Towns east of Bunyip and south of Lang Lang will enter the third step of the recovery roadmap, following a community “determination” to keep coronavirus numbers low in the regions.
Premier Daniel Andrews announced regional communities will be able to move around more freely from 11.59 on Wednesday 16 September, after having reached a 14-day average of 3.6, with no mystery cases.
“Regional Victoria has reached the necessary ‘trigger point’ in our roadmap – meaning our public health experts have advised that we can take this next step,” Mr Andrews said.
From Thursday 17 September, regional communities will face no restrictions when leaving the house.
Outdoor public gatherings with groups of up to 10 will be allowed, while up to five people from one other household will be able to visit the home.
A staged return to onsite learning will see regional students back in the classroom for term four, while outdoor contact and non-contact sport will begin.
The numbers for weddings and funerals will increase, and religious gatherings can happen outdoors with up to ten people.

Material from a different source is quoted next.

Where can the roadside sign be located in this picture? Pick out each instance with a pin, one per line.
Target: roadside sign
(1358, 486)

Hospitality businesses can serve patrons outdoors, with a cap of 50 seated patrons per venue, and an updated ‘two square metre’ density limit in place.
Indoor venues can open to a maximum of 10 seated customers per space – with up to two spaces per venue – and in line with the existing ‘four square metre’ density rule.
The Premier said the regional reprieve was good news for every Victorian.
“It shows – in very real terms – the strategy is working. The hard work of all Victorians is paying off,” he said.
Metropolitan Melbourne currently holds a 14-day average of 52.9, with the Premier confident we’ll be on track to reach the second step of reopening by 28 September.
Cardinia Shire Council mayor Jeff Springfield said he was “so proud” of the community’s patience, fortitude and spirit through the past six months.
“While the Victorian Government has released its ‘Roadmap to reopening’, as a council, we actively continue our advocacy efforts to the state government in the best interests of our community,” Cr Springfield said.
“The application of ‘Metropolitan rules’ to our diverse and unique shire remains a frustration to many in our community.
“We understand that the designation of metropolitan and regional areas is challenging, but we continue to strongly advocate to the government to acknowledge the unique nature of our shire.”